When asked whether the flight in question had departed, the tower controller responded, “I have no idea. We have zero visibility.” Weather conditions about the time of the accident included a 200-foot overcast ceiling with about 1/4-mile visibility.
In the course of 48 years of active flying, I’ve made a few approaches when the weather was at minima. Some of these were in my first plane, a 180 hp Piper Arrow, but now flying my Mooney with a Garmin 530W and an autopilot there is less pucker factor. My only missed approach was at HPN on a very foggy day. I had to divert to POU and in the taxi going back to HPN I saw that the visibility at ground level was practically nil.
On a nice day the “sweet spot” on the airport is, as mentioned earlier, close to the PAPI and the instruments that provide the data for the ATIS. It is here, with RWY 34 active, that one can critique the takeoffs and landings, and estimate the amount of rubber left on the runway by heavy aircraft as well as assessing the potential for wake turbulence.

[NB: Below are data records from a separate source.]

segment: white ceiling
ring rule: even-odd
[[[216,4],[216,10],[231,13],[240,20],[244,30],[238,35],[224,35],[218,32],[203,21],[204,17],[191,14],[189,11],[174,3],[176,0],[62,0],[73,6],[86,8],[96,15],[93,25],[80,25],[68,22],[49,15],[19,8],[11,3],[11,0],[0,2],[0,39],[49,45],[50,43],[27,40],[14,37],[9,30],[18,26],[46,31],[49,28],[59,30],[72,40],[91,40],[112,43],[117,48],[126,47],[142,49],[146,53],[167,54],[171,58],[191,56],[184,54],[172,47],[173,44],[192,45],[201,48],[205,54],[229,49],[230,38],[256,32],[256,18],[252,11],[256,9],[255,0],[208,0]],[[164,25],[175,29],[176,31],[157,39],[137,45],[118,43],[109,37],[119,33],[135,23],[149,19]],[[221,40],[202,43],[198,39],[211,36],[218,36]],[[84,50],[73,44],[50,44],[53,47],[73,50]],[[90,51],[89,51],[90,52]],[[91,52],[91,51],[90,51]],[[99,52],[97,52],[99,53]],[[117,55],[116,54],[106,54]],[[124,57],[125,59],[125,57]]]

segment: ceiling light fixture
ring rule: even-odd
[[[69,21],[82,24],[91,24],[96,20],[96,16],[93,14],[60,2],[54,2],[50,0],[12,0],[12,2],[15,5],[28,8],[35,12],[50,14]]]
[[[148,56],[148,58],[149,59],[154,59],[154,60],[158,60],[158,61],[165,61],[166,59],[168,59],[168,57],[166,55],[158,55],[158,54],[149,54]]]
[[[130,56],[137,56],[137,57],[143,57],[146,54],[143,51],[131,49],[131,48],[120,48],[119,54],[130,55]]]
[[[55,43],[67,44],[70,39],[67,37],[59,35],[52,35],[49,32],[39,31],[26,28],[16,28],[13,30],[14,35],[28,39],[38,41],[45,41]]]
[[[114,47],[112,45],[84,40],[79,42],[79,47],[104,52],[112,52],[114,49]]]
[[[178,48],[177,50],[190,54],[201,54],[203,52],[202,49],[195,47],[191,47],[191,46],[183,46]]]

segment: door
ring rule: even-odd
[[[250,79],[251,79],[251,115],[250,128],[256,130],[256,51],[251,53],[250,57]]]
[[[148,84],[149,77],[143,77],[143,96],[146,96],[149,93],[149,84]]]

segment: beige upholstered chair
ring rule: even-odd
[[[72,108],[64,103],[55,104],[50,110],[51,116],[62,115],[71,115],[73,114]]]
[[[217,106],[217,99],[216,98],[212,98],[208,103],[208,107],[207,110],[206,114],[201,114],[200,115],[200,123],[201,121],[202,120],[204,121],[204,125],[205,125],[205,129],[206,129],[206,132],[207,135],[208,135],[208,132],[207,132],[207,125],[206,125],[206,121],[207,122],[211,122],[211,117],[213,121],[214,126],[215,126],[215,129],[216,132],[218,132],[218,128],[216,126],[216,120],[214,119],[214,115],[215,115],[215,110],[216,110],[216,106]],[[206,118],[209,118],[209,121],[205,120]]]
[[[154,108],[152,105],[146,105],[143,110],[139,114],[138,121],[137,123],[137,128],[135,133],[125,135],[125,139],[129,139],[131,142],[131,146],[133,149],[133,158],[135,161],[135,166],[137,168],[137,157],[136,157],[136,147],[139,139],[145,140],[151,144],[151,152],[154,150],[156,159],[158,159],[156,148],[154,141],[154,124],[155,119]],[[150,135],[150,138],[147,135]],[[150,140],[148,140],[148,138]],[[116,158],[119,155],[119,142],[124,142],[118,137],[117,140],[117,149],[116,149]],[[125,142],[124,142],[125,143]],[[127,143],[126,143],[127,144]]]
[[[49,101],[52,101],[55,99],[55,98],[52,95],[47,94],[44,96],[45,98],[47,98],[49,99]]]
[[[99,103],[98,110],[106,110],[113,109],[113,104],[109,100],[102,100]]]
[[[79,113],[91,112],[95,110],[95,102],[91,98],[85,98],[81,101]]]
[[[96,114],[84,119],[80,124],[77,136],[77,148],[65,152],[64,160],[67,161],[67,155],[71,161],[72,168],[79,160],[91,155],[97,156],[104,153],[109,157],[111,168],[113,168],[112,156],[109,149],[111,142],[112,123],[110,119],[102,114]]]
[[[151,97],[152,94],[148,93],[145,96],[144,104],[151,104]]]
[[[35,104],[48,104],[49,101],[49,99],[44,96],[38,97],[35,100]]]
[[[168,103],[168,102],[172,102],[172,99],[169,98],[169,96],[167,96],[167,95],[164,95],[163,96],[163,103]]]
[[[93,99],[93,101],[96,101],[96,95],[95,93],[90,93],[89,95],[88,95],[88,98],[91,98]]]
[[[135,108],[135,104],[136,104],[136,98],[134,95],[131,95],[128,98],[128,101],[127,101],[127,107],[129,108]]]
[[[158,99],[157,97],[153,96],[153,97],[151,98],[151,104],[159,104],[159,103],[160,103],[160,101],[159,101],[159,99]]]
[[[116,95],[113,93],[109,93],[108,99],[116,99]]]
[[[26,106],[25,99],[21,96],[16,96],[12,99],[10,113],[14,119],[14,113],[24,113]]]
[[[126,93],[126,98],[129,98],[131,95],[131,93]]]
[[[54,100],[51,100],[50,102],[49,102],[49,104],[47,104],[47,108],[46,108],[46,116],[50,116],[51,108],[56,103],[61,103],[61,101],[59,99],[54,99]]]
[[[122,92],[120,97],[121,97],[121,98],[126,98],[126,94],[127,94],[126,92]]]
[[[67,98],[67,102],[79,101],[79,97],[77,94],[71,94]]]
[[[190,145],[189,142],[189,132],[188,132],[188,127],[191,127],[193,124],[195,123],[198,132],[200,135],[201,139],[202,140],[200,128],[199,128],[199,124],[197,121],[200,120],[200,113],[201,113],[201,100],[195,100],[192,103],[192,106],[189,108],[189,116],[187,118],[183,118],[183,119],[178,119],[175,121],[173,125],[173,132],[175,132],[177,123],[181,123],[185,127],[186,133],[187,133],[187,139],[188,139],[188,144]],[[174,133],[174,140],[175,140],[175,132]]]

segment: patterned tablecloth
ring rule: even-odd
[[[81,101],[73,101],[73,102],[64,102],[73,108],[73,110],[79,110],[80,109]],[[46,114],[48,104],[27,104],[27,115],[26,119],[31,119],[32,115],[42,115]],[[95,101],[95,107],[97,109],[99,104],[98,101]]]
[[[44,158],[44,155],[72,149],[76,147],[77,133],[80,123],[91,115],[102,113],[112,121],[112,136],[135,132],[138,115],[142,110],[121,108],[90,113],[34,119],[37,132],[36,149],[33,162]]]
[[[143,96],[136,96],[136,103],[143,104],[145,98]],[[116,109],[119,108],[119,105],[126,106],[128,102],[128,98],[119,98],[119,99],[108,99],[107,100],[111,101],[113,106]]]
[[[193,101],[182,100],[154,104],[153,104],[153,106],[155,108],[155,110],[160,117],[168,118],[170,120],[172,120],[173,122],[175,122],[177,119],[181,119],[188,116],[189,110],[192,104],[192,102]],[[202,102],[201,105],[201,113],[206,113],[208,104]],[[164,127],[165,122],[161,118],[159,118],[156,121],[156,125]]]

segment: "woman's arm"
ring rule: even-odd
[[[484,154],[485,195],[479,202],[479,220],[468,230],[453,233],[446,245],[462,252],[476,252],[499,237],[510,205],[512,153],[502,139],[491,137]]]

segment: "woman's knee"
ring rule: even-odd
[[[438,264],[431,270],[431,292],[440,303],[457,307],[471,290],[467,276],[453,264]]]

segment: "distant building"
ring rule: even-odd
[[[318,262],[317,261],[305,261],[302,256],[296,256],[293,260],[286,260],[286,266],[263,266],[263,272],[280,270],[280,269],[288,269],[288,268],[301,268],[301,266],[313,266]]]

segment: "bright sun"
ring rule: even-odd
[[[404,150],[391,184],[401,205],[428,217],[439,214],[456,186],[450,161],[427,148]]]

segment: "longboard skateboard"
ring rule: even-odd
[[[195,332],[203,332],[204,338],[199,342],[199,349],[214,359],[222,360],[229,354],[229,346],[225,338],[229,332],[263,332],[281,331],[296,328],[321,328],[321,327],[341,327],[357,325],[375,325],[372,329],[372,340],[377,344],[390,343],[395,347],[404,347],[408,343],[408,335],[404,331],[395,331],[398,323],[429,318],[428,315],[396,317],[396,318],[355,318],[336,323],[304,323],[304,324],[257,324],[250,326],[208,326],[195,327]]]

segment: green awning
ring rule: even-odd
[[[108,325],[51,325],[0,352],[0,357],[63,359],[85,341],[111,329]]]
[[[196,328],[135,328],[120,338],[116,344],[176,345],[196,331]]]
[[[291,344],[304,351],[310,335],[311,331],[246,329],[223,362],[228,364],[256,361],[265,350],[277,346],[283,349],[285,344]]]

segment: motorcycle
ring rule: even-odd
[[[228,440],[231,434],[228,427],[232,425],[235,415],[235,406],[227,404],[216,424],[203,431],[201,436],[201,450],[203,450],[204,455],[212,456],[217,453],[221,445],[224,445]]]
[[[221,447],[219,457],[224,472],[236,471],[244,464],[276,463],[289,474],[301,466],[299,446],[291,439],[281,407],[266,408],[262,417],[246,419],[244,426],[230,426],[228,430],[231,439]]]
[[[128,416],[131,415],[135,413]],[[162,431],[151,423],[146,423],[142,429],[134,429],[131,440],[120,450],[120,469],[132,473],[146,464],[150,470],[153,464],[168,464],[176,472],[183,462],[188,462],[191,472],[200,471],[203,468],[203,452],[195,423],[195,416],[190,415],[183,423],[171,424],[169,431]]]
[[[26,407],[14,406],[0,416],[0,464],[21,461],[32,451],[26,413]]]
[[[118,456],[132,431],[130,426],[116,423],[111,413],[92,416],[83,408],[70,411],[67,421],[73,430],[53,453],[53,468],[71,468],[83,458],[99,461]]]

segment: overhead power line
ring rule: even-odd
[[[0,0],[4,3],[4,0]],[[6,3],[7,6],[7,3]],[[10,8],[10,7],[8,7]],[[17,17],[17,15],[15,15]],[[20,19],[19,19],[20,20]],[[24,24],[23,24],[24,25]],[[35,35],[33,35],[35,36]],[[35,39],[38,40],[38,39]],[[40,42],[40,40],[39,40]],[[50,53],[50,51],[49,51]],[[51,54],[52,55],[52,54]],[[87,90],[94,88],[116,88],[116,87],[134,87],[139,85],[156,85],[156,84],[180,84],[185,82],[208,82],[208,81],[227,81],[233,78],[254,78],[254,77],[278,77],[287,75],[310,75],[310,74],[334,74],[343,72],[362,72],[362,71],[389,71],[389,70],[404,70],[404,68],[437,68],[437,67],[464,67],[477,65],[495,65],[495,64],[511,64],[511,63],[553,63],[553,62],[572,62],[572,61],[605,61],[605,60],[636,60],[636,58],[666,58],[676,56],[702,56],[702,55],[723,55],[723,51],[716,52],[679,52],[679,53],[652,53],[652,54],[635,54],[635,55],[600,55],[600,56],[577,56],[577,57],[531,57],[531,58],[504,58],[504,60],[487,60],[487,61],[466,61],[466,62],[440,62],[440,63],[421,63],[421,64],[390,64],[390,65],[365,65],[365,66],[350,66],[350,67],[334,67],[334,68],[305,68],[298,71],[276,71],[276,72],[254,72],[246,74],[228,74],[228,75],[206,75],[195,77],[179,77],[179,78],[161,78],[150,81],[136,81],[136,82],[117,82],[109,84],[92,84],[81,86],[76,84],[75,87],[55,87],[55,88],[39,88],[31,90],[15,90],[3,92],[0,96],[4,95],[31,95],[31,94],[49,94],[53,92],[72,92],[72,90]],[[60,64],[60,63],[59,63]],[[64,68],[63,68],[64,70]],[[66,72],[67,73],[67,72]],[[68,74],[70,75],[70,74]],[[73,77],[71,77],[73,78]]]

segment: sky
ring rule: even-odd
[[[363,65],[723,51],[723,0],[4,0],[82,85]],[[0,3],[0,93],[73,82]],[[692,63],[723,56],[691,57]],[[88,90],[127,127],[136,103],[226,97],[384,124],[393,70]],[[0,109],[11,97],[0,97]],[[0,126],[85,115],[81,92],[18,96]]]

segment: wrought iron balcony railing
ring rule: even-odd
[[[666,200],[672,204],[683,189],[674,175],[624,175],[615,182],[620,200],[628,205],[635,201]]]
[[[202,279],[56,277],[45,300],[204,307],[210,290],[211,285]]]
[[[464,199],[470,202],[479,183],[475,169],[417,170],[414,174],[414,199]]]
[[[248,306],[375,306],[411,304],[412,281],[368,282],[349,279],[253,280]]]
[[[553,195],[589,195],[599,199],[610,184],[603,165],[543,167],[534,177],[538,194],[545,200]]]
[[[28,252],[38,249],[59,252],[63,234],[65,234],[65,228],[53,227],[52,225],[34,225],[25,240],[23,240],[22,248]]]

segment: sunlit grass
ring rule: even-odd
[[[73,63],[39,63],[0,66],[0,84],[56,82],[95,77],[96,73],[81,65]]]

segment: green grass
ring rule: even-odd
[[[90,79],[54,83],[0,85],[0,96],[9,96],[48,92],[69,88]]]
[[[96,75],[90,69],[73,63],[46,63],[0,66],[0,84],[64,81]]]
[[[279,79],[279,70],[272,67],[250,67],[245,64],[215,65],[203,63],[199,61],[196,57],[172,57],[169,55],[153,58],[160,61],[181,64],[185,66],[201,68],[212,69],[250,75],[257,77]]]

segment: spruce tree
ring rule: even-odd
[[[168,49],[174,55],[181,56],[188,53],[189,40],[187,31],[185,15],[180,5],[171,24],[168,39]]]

On a day when the wind shifts to the south, the “sweet spot” shifts to the other end of the field, a grassy area about 100 feet from the usual aiming point. These are places to delight an aviation aficianado. I’ve made a couple of trips with Steve Ferguson to these “sweet spots” as Steve made the rounds in his yellow airport vehicle. I learned a good bit about the airport from talking to Steve. As a resident pilot, most of my interaction was with ATC, but the job of running the airport itself was terra incognita.